09-11, 16:00–16:30 (America/Chicago), Grand C
DLG has developed the first iteration of a geospatial OSINT visualization and analytics framework for situational awareness of internet activity globally. This presentation will investigate open-source technologies and data utilized to perform workflow orchestration, data management, analytics, and visualization.
This presentation will focus on the development of an OSINT visualization and analytics framework, including an overview of the tech stack and data sources as well as a deep dive into some of the technologies used. It will start with an overview of the issues working with OSINT data and how this framework intends to solve those problems. While all aspects of the framework will be covered, there will be a more comprehensive look at the data management and backend pieces of the framework.

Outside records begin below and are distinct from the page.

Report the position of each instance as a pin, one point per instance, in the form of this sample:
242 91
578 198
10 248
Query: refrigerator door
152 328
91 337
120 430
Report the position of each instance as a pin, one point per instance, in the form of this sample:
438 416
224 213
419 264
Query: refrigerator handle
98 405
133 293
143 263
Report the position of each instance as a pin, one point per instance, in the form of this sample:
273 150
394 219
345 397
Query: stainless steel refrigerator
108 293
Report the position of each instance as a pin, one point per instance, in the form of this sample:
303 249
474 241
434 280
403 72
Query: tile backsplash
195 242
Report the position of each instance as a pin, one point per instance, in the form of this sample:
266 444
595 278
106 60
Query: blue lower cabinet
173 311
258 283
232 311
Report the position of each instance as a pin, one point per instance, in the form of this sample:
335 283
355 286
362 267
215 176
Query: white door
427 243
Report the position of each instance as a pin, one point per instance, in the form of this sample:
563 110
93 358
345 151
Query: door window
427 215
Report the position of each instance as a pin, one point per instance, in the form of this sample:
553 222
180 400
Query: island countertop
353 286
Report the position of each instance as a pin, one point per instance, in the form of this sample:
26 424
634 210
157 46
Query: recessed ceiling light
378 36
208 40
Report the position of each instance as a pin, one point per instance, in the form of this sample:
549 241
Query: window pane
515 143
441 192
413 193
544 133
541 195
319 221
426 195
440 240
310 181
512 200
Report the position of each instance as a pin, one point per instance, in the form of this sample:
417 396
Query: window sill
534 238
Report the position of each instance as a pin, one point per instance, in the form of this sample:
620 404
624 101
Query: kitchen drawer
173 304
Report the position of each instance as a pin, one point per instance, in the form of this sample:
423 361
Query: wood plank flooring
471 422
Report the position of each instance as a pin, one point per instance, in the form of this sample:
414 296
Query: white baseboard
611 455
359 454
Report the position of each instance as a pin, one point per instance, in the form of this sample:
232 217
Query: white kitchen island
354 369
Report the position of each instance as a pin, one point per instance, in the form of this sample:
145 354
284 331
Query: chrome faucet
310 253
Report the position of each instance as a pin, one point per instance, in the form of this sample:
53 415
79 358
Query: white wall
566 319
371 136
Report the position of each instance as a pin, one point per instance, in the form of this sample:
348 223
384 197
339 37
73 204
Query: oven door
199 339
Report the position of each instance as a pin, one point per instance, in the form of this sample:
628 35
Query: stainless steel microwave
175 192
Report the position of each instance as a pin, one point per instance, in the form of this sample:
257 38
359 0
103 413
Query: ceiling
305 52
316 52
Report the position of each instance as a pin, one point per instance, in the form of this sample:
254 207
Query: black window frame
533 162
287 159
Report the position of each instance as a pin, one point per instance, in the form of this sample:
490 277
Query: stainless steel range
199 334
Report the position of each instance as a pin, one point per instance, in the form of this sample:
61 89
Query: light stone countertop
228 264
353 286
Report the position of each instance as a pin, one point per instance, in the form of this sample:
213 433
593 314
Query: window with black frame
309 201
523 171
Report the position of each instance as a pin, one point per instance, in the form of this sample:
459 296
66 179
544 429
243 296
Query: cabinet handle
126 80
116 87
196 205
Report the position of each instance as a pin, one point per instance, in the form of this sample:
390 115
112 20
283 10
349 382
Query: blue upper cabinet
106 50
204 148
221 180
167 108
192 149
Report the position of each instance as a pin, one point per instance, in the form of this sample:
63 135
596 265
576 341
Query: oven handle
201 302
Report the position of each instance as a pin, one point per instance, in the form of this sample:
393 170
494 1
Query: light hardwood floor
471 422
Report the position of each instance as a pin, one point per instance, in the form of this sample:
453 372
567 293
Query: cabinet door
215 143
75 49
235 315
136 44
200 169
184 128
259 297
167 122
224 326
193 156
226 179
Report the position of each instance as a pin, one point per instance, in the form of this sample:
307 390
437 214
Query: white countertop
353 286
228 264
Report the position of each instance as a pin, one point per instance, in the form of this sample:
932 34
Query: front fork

Integrating OSINT data sources can be challenging due to their level interpretability and completeness and we will focus on how we overcame some of these challenges for the Open Observatory of Network Interference (OONI), Open Cell ID, and World Bank Open Data datasets. Extract, Transform, and Load (ETL) of these data sources is accomplished using an orchestration tool called Metaflow and we will briefly cover how an internal trade study led the adoption of this technology.
For a deeper dive into how open-source software was used in development of the framework, we will turn to the data management and backend components of the application. Data management falls into two categories: a Postgresql+Postgis database and AWS S3 object storage. The database is used to store data from the ETL process but also to further transform that data into mappable insights derived. Materialized views and pgcron are used to autogenerate these data aggregations and alembic is used for database version control. SQLAlchemy Object-Relational Mappers (ORMs) are used to ensure data validity and maintain reproducibility. S3 is used to store intermediary ETL files and analytics derived from the data stored in the database. We use DuckDB and Hive partitioning to save analytics into parquet files partitioned by date and country.
The backend/API was built using the python web framework FastAPI which has some developer friendly features including the automatic documentation feature. Pydantic is leveraged to ensure data validation in the API. The SQLAlchemy ORMs created for the Alembic migrations referenced above are also used by FastAPI to define data models and streamline the development of CRUD operations and functions. FastAPI also provides a web interface to quickly test endpoints to make sure they are functioning as intended. Additionally, we will discuss the use of PG_Tileserv and PG_Featureserv to generate web map tile services (WMTS) for use in the front-end web mapping application including how database roles control the generation of tiles.
We will briefly touch on the technologies used for front end web interface, including React and Mapbox, before jumping into a quick demo of the application.
Lastly, there will be a discussion on future work that is planned for future iterations of the OSINT visualization and analytics framework. This will include the subject of multitenancy and protecting user uploaded data, AI powered chat bot search functionality, additional data sources and natural language processing, and more analytic capabilities including spatial modeling, dasymetric mapping, network analysis, predictive analysis and more.